It is now November in what seems to be the longest year in history. As the weather is warming up here in the southern hemisphere it is getting colder in the north, it's at this time of year a lot of wine drinkers start to change the styles of wine they like to drink. Down here, people are moving towards more white, rosé and sparkling while up north people are looking for more robust spicy reds to save them from the cold. Despite these seasonal changes, the serving temperature of wine is often forgotten. Here are a few tips to help you make the most of your favourite tipple
Ice Cold Wine
Around 10 years ago, when I first started to study about wine, I went on holiday with a friend to the south of Spain. It was the end of August and swelteringly hot. On the first day we went to a typical tapas restaurant with a long bar and legs of Jamón hanging from the ceiling. Sitting at the bar we ordered a couple of glasses of red wine which the barman pulled out of an ice bucket. Young wine trainee Bertie was in shock! Every book I had read was very clear that only white wine, rosé and sparkling should be served cold and maybe, just maybe a Pinot Noir (only on a hot day) What on earth was going on? Had the barman carelessly put the Rioja in the ice bucket instead of the Cava? Needless to say, we enjoyed the refreshingly cool wine and feasted on jamón and croquetas.

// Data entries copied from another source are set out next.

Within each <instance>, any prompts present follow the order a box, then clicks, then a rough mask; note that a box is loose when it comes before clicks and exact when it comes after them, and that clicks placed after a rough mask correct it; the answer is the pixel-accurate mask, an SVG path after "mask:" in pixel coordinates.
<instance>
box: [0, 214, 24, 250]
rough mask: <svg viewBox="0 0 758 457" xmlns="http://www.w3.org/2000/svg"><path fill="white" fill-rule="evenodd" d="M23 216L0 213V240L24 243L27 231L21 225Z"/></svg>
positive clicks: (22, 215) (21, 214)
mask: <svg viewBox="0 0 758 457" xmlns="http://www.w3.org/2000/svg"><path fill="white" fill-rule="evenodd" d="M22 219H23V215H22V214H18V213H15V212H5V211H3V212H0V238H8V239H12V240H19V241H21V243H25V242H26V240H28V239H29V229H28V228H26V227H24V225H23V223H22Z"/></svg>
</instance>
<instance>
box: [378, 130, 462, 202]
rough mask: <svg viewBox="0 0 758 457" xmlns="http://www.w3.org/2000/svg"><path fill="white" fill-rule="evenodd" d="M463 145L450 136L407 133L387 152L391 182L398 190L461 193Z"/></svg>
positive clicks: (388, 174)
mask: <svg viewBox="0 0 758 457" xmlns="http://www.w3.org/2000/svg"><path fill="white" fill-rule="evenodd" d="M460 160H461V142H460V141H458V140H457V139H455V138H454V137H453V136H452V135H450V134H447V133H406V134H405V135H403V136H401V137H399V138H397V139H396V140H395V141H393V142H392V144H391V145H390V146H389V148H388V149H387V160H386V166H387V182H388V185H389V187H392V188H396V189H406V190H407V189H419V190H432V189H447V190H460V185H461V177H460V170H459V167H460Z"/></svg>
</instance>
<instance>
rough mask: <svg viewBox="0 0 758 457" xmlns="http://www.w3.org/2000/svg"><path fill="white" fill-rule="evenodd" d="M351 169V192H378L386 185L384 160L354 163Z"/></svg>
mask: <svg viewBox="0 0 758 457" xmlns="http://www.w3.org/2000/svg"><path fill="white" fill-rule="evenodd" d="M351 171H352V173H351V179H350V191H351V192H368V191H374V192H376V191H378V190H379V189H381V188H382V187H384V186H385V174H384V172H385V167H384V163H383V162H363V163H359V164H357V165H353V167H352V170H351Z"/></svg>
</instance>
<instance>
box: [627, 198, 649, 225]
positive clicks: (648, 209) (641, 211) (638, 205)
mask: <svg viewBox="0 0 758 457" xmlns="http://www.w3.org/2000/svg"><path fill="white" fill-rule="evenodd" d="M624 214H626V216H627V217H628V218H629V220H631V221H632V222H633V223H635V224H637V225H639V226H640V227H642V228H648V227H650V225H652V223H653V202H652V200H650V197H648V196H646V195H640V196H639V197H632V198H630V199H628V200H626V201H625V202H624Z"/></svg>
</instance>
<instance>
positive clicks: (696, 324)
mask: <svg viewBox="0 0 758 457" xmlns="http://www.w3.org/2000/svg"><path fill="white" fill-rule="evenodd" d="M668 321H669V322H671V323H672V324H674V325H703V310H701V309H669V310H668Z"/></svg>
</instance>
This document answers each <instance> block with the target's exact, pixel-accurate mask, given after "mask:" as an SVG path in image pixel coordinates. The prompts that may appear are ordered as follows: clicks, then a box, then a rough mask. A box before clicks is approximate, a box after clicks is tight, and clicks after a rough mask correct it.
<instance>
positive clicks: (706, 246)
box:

The next day we went to a different bar at lunch time and ordered 2 glasses of red wine. However, this time they were served at room temperature. It was like drinking an alcoholic soup. Suddenly I understood the ice bucket...
One of the most important factors when it comes to wine appreciation is the temperature which the wine is served at. It is a subject which is largely ignored by many wine drinkers and unfortunately by many bars and restaurants too. Drinking a nice bottle of wine too cold or more often than not - too warm, can really spoil the drinking experience.
White, Rosé and Sparkling
The temperature of your regular refrigerator is about the right temperature for easy going wines like young Sauvignon Blancs, Prosecco and Argentine Torrontés. For richer wines like oaked chardonnays or Burgundies letting the wine warm up a few degrees will allow much more character shine through. The same can be said for vintage champagne or high end sparkling.
First thing is first, forget about room temperature. It is an old expression which predates global warming and central heating systems. As someone once said to me - Think room temperature of a castle. Cool is key. If you look on the back label of a bottle of red, it will often give you a recommended serving temperature and it is never room temperature.
Most reds are best served between 16 and 18 degrees Celsius (60 to 65 Fahrenheit) whereas room temperature is generally above 20 degrees Celsius (68+ Fahrenheit) depending where you live and the time of year.
Why is the temperature so important?
Wines today have higher alcohol content than they used to and when served at a warm temperature, the alcohol is much more noticeable both on the nose and on the palate. This will overshadow the subtle aromas of the wine. Serving a wine cool or slightly chilled will also make it fresher and more inviting to drink.
If you are not lucky enough to live in a castle or have a wine fridge, then putting your red in the fridge for 15 to 30 minutes before drinking should do the trick.
Don’t be afraid to adapt the temperature of your reds throughout the year. For example, here in Buenos Aires in the peak of summer the temp can easily be 35C (95F) So if we are sitting outside I will make sure our reds are really cold, because within minutes of serving it will be getting warm. Likewise if you are coming in from the cold in the middle of winter in Norway, a chilled wine is probably not what you were looking forward to.
Style of wine
An easy rule to remember is that the bolder, richer and more full bodied the wine, the warmer it can be served. The lighter, the cooler. This goes for both red and whites, but is more important for red wine.
Pinot Noir is light and has very little tannins, therefore on a warm day serving it chilled is very pleasant. Whereas a Bordeaux or Napa Cabernet Sauvignon - both wines with higher tannins, and a lot of structure, serving them chilled will result in a very harsh tannic taste. Therefore these wines are typically served around 18°C (65F) and Pinots at a cooler 16°C (60F)
The key with reds is having the bottle cool to the touch. Feel free to experiment. Taste the wine, give it more time in the fridge if it’s still too warm. Don't be afraid to change the temperature throughout the year and most importantly, make sure you are enjoying what you drink!